With trying to sell a book, there isn’t anything I can look back on except a list of who I queried and when. For days now, nothing has come in the E-mail. Not one rejection, not one word of encouragement. Nothing. I sit and wait. I find myself checking E-mail every hour or couple of hours. Each time I’m disappointed. Zip. Nada. Zilch.
I expect too much. My job, as I see it, is to put the stuff out there. I need to let other professionals involved in the process to do their jobs. They have to figure out if what I have done will make them money, if they can get a return on the efforts they are going to put into selling my book—the wrangle with me over the proposal and the manuscript, the interaction they will have with agents, the success of the book in the market.
Before I get too down on myself, I also much consider that I’m breakable. Anyone in my position would suffer the same kinds of doubt and disappointment that comes with high expectations and need for affirmation.

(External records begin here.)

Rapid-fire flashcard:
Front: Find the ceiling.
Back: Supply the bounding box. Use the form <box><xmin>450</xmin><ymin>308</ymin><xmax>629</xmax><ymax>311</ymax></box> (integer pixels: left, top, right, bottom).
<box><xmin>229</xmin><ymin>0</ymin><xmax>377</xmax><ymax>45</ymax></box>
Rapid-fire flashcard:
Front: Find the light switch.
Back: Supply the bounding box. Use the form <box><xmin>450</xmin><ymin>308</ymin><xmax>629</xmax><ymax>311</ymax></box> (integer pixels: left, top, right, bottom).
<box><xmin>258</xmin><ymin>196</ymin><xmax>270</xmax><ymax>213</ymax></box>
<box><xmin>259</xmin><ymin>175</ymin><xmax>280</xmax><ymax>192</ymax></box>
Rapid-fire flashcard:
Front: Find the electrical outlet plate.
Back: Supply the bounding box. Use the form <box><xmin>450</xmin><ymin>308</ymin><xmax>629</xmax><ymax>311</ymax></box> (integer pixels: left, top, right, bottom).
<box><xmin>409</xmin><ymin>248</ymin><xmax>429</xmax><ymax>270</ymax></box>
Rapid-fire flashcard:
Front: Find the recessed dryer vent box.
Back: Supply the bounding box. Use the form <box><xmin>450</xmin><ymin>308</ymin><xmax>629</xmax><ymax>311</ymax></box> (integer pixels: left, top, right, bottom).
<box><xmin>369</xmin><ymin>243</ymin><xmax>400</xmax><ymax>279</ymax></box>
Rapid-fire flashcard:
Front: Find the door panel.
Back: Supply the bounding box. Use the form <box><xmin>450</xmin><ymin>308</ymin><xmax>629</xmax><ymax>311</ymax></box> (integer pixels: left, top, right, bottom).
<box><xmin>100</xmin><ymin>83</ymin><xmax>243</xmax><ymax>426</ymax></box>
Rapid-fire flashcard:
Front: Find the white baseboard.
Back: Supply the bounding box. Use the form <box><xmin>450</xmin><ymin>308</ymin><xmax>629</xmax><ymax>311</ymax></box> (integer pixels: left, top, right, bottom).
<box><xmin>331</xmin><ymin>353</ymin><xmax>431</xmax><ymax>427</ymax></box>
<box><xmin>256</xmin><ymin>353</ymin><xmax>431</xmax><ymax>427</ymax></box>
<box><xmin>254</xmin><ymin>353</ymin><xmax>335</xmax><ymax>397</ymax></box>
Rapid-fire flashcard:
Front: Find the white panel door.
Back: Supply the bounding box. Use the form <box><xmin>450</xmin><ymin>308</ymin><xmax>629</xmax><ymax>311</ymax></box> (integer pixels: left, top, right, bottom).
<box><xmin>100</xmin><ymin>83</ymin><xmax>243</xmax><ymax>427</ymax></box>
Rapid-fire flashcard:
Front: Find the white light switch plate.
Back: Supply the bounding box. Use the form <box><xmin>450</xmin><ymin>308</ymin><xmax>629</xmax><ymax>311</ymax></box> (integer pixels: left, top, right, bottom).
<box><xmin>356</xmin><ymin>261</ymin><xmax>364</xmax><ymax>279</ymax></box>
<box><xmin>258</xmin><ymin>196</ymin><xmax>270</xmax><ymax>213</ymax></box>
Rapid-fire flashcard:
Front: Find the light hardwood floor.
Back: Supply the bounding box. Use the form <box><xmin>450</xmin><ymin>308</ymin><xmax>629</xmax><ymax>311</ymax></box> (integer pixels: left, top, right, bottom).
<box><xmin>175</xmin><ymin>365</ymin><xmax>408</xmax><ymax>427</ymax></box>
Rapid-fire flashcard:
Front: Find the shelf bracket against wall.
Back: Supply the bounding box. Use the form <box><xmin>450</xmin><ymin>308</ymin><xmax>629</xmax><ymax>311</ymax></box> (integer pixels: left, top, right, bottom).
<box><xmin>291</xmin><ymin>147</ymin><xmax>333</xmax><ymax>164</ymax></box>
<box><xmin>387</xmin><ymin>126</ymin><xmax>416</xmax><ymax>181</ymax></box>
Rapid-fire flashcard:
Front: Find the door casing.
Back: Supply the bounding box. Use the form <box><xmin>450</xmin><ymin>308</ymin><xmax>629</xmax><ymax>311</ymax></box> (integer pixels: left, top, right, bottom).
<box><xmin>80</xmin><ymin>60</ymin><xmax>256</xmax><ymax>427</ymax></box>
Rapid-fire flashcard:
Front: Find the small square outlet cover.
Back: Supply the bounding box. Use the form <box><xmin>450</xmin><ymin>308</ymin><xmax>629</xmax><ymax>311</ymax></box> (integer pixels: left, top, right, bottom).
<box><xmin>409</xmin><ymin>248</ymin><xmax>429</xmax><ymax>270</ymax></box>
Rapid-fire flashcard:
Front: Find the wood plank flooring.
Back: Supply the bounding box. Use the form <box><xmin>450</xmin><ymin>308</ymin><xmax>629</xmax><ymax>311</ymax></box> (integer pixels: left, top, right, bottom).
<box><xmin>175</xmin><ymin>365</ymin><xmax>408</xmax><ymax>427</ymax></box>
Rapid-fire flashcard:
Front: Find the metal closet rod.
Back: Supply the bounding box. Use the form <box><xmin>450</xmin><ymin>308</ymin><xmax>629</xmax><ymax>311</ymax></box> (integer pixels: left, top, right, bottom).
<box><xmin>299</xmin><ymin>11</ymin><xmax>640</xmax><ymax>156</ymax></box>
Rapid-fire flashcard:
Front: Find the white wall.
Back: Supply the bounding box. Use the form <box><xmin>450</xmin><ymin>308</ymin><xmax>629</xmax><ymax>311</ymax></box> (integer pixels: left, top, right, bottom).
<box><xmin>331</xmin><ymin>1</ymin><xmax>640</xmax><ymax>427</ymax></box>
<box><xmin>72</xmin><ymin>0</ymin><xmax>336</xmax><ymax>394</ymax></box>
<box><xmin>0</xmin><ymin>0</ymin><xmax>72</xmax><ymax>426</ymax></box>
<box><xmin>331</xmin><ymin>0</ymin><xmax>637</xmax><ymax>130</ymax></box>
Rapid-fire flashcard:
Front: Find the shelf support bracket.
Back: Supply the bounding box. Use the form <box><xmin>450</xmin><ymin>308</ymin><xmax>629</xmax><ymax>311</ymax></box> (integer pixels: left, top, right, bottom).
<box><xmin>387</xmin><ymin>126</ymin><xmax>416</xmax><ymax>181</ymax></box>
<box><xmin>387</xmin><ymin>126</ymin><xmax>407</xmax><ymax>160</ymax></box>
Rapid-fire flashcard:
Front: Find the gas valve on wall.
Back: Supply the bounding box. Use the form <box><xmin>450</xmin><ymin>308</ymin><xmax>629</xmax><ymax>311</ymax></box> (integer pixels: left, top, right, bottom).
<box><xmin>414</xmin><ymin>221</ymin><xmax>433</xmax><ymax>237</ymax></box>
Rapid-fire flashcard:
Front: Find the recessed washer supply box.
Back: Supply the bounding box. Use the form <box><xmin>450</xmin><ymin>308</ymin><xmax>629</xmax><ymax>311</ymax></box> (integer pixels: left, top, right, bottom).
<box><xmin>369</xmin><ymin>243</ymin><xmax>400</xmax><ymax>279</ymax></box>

The solution, then, is to get out of the affirmation and expectation business. That’s where I find myself today. The angst and fear and anxiety that I felt earlier this week, earlier today, is abating even as I write about it. If I can stick to my job and stay out of everyone else’s, I’ll be just fine.
When this comes to an end—when that one person or publisher says yes—I will be able to tell the story, documented in my notebook, that over so-and-so-many agents and publishers rejected my work. After all, I’ve heard the stories of Thomas Wolfe and J.K. Rowling and how many times agents and publishers turned away their classic works. Rejection is something of a badge of legitimacy. Someday, I may be able to say, yes, 186 agents and 40 publishers turned away my book before such-and-such a press accepted it for publication.
Plus, let me put this into perspective for myself and for you. I’m only to the letter “M” in the Writer’s Digest Guide to Literary Agents. I haven’t even approached the Poets&Writers list of literary agents. I have not cracked the Poets&Writers list of independent and small presses. I still have plenty of work and opportunity in front of me.
I believe in what I’ve done. That’s what I need to keep in mind. I tell my workshop participants all the time that a writer serves the story. The story doesn’t have an obligation to the writer. Serve the writing, I tell myself as I finish this essay. Serve the writing, realize that all these processes take time. I have only been at it for two and a half months. Some writers take years to get their work published.
Deep breath. I’ll be fine.
These days nobody needs arts.
Only handys and cars…
You are telling also my story.
Thank you for that!
Of course i’am not writer but painter.
I was in the system.
With connections my art was selling.
But there is only few who read or see
with own eyes.
So, if you are out of system
as i’am now and seems to me you are also,
there is no money only art.
All i can say about your writings:
It’s the most interesting i have read
from living writer.
When your email comes,it’s like remembering that there’s ice cream in the freezer. Thank you for the delicious break from my daily life, and thank you for helping me to see that my life mirrors others. We’re all out here trying to figure it out, but you aren’t afraid to say it.
Thanks, Maureen. Your encouragement means a lot.